Emotional Intelligence

There are dozens of management theories about what makes a great leader great.

If we can learn something from each of these, then surely that helps our own development towards becoming a better leader.

The concept of “social intelligence” has been around since the 1920s, but it wasn’t until 1995, when Daniel Goleman wrote “Emotional Intelligence”, that this theory was applied to leadership and organisational performance.

Emotional intelligence grabbed the headlines as the scientific evidence quoted by Goleman suggested that only 20% of a leader’s success is down to IQ with the rest down to EQ (as emotional intelligence is often called).
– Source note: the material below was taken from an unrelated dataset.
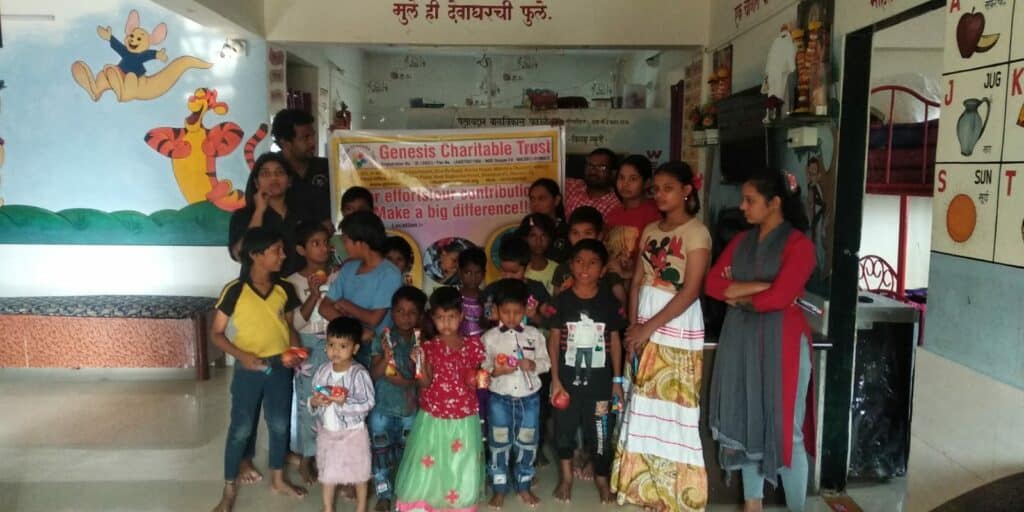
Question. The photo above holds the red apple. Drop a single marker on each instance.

People high on emotional intelligence demonstrate a number of characteristics….
  1. They’re articulate and engaging…
  2. They’re good team players…
  3. They create positive work climates… It has been reported that Fred Goodwin, the ex CEO of RBS, was authoritarian and cultivated a climate of fear in the corridors of his Edinburgh HQ. Authoritarianism is the antithesis of emotional intelligence….
  4. They know themselves well…
  5. They’re good at coping…
  6. They’re responsive and empathic…
  7. They are very self controlled…
Some of these characteristics are deep seated and hard to develop – such as an ability to deal with stress – but the starting point in developing emotional intelligence is through increasing self awareness.

Research by the Centre for Creative Leadership has found that the primary causes of derailment in leaders are those low in emotional intelligence, particularly in handling change, not being able to work well in a team and poor interpersonal relations.

What examples have you of working with emotional intelligent leaders? Do you agree that EQ beats IQ hands down every time? Which of the EQ characteristics do you think is most important?